5

I applied two regression models (ordinary least square (OLS) and linear absolute regression) to the same dataset, where this dataset is split into train and test sets.

Two performance measures are used to check the accuracy of linear regression models:

MSE stands for mean square error.

MAD stands for mean absolute deviation.

I found that the model fit by OLS will have a lower MSE value on unseen data than one fit using linear absolute regression? 

On the other hand, the model that is fitted by linear absolute regression will have a lower MAD value on unseen data than the one that is fitted using OLS.

Therefore, if I use the MSE as a regression performance measure, I will end up saying that the OLS model is the best, and contradictorily, if I use MAD as a regression performance measure, I will say that absolute linear regression is the best?
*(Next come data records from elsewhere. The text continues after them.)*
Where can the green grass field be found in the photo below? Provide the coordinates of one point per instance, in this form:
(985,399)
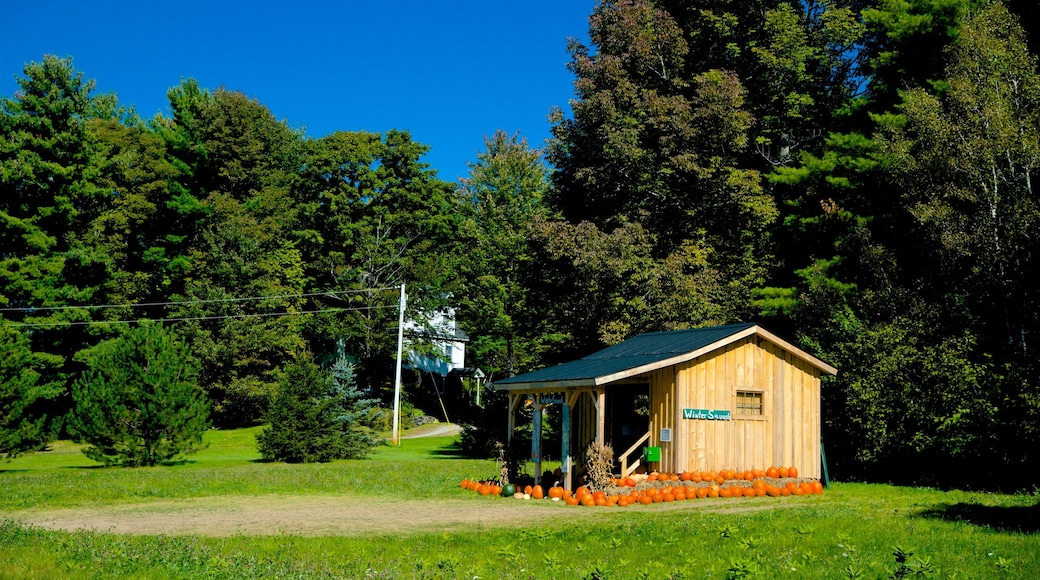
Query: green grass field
(851,531)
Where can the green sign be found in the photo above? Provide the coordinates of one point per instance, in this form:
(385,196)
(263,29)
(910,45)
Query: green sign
(709,414)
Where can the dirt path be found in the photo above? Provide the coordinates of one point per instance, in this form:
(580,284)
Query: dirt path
(327,516)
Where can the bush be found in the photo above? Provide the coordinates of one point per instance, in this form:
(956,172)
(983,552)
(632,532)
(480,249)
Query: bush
(137,403)
(316,417)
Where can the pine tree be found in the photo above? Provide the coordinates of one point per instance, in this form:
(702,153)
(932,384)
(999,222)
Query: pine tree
(315,416)
(23,427)
(138,402)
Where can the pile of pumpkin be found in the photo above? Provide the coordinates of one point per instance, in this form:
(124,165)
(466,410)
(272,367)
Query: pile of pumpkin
(665,488)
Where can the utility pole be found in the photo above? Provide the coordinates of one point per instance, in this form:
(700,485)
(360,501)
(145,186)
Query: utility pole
(396,385)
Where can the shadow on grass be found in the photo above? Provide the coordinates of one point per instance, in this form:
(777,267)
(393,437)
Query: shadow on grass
(449,452)
(1023,519)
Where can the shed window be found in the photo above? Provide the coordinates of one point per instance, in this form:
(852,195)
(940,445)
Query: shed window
(749,402)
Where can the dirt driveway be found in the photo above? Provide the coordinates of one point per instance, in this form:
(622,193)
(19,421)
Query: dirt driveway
(329,516)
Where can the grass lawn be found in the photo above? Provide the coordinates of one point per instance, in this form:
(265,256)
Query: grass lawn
(395,501)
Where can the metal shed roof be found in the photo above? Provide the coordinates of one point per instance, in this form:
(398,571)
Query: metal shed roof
(644,353)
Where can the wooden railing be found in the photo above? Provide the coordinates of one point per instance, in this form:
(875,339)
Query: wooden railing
(625,469)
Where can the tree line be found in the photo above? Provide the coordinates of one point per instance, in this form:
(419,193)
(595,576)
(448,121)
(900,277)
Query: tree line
(856,175)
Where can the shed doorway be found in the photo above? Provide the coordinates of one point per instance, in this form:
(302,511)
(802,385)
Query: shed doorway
(627,416)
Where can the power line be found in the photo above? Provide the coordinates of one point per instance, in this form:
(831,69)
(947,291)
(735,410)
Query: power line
(332,293)
(191,318)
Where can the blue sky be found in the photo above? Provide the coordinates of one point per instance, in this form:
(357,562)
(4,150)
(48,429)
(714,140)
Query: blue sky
(449,72)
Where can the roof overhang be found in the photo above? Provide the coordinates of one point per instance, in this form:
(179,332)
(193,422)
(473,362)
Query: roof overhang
(543,386)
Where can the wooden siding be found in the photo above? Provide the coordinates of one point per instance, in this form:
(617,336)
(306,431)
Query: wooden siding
(786,433)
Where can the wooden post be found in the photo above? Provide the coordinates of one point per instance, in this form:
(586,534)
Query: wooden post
(536,439)
(565,444)
(512,423)
(601,416)
(570,398)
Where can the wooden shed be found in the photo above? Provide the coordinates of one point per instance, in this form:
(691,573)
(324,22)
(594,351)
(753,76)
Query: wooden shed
(724,397)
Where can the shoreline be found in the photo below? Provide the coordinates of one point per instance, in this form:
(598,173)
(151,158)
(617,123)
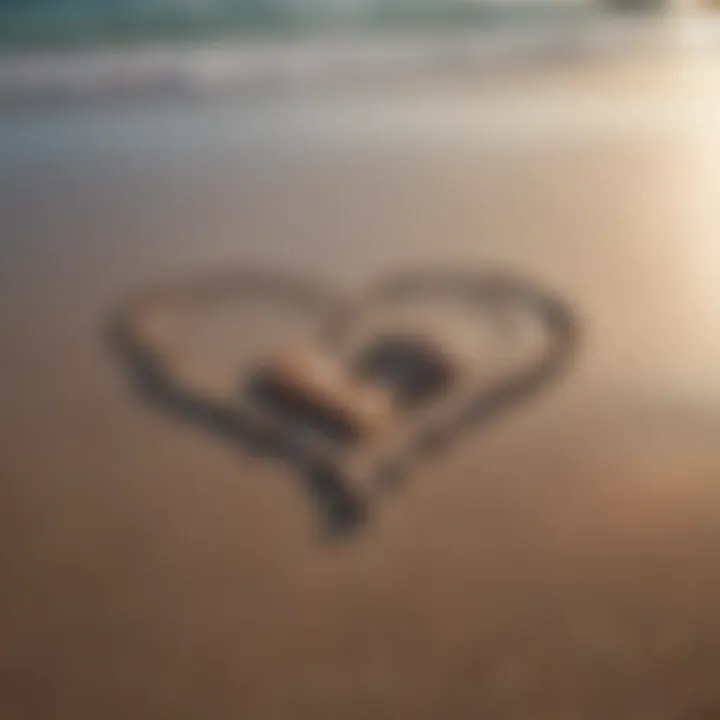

There is a claim by my colleagues that performance metrics will prefer regression models with the same type of loss minimization. In other words, if I have a comparison study, I can't use MAD alone and say that this absolute linear regression is the best choice because if I report MSE, the OLS model is better.

In my recent question, Dave's answer showed counter-examples on both real and simulated datasets.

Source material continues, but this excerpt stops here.